Intrinsic drug resistance in bacteria predates the clinical use of antibiotics. Additionally, heterogeneous metabolic states and the ability of many bacteria to form biofilms further enhances bacterial survival during infection and exacerbates treatment challenges. This necessitates the identification of novel drugs against new drug targets. These studies focus on the development of compounds targeting enzymes in Mycobacterium tuberculosis (Mtb) and Staphylococcus aureus that avoid intrinsic antibiotic defenses. The Mtb-encoded homoserine transacetylase enzyme (HTA) catalyzes the first step of the methionine biosynthesis pathway that produces methionine and S-adenosyl methionine. These compounds are shown to be essential for both dormant and actively dividing Mtb. The presented results focus on understanding the structure-function relationship of this enzyme as well as identifying chemotypes that afford the development of novel HTA inhibitors. Mycothiol is the major cytosolic, thiol-containing redox modulator in mycobacteria. The Mycothiol S-transferase enzyme (MST) proposed to catalyze transfer of Mycothiol (MSH) to electrophilic acceptors. The MST-catalyzed reaction initiates the multistep processing of xenobiotics leading to drug efflux. The presented results identified MST as a metalloenzyme and determined X-ray crystal structures highlight the metal-dependent binding of MSH and offer tantalizing clues about the catalytic mechanism and possible identification of MSH acceptors.
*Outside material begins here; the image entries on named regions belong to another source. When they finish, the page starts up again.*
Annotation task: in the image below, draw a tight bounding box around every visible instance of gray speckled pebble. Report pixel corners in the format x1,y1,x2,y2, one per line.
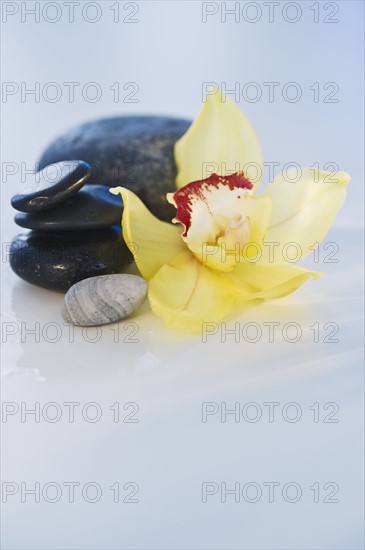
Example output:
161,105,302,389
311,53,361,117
62,275,147,327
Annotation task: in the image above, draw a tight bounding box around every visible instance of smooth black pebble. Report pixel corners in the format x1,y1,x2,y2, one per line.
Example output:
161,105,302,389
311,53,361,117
10,228,133,291
11,160,91,212
40,116,191,221
14,184,123,231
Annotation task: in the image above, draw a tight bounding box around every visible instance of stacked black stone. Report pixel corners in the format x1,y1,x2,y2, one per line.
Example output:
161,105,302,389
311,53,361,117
10,161,132,291
10,115,191,291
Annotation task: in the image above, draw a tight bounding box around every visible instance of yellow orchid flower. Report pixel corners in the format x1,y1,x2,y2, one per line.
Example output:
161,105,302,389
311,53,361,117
110,92,350,331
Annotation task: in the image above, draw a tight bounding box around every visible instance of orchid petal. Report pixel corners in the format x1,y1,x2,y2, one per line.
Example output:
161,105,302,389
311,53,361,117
226,262,322,301
148,251,237,332
175,89,262,190
262,168,350,262
110,187,186,280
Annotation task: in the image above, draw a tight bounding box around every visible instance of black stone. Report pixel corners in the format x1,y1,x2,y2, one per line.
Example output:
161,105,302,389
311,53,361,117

The S. aureus D-alanine D-alanine ligase enzyme (Ddl) synthesizes the D-alanine D-alanine dipeptide and is therefore essential for cell wall biosynthesis. Steady-state enzyme kinetics and co-crystallization experiments were used to understand the known but unpublished inhibitory effect caused by high concentrations of carboxylic acids in S. aureus, confirming Ddl as one of the targets of these compounds. Inhibition of this enzyme by D-cycloserine causes cell wall disruption leading to bacterial death. This presents identified interactions that support D-cycloserine inhibition by determining the S. aureus Ddl/D-cycloserine co-crystal structure. This structure will afford structure-guided drug discovery of novel Ddl inhibitors that possess higher potency and minimal toxicity. Taken together, the initial functional and structural insights open new perspectives for novel drug development and modification of current drugs to reduce toxicity.